You should also know that some food sources are better endowed with protein compared to others, especially milk with the famous whey protein. To give you an idea, 1L of milk contains 30g of protein while 100g of meat contains 20 to 25g of protein and 100g of fish contains 15 to 20g of protein. Conversely, 100g of legumes contain only 8 to 10g of protein. Which requires substantial rations for vegetarians. In general, we recommend a minimum of 1.6g of protein per kg / day, i.e. 112g of protein per day for a player weighing 70kg.
What is generally recommended is a balanced protein intake throughout the day rather than overloading dinner or lunch combined with not having breakfast. The most effective strategy is to have intakes every 3/4 hours (i.e. 4x28g of protein). Like carbohydrates, there is a strong interest in having a high protein snack right after a game.
On the other hand, there is no point in consuming protein just before a match, even in small doses, because this risks causing an accumulation of ammonia in the blood, which is toxic for the Central Nervous System. and which will affect cognitive functions. Proteins are to be consumed mainly during the recovery phases.
We may tend to think that fat should be banned from the diet of footballers, but in reality this idea is wrong. Football players need fats, but especially quality fats.
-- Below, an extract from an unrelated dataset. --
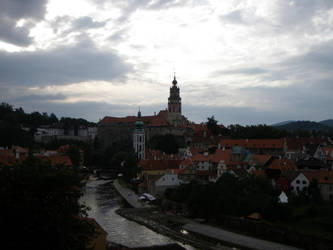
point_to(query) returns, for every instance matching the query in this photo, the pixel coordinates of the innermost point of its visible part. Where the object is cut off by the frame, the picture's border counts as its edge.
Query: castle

Lipids include essential fatty acids, which are not naturally produced by the body, and other non-essential fatty acids that must be limited if they are not completely banished.
The right balance between essential fatty acids like omega 3, which is found in rapeseed oil and fish, and omega 6, which is mainly found in nuts, seeds and sunflower or corn oil remains essential for preventing injuries and promoting muscle and energy resynthesis.
In general, the consumption of omega 6 is largely in excess of that of omega 3, but an imbalance between them can be harmful to health. This is why care must be taken to balance the ratio (at least 4/1) and also limit its consumption of bad fats contained in pastries or fast food. Nothing should be forbidden but remain reasonable.
Micronutrients and UEFA recommendations
If carbohydrates, proteins and fats constitute the priority trio to meet the needs of football players, the importance of micronutrients such as vitamins, which are found in fruits, or minerals like magnesium or calcium. In addition to its benefits for consolidating bones, calcium, which is found in dairy products in particular, is very interesting for muscles because it regulates muscle contraction.
In October 2020, UEFA published the recommendations from nutrition experts concerning the practice of football at a high level. These experts recommended more precisely 3 to 8g / kg of carbohydrates per day; 1.6 to 2.2g / kg of protein per day; 20 to 35% good fats per day and at least 700mg of calcium per day.
Since it can be very restrictive to measure your nutritional intake to the nearest gram, we just advise you to favor balanced meals with a contribution of proteins, starches, dairy products, fruits and vegetables, without forgetting to balance fats. Obviously, you can indulge yourself from time to time with fast food but prefer the days after the game because this will have less harmful consequences for your practice.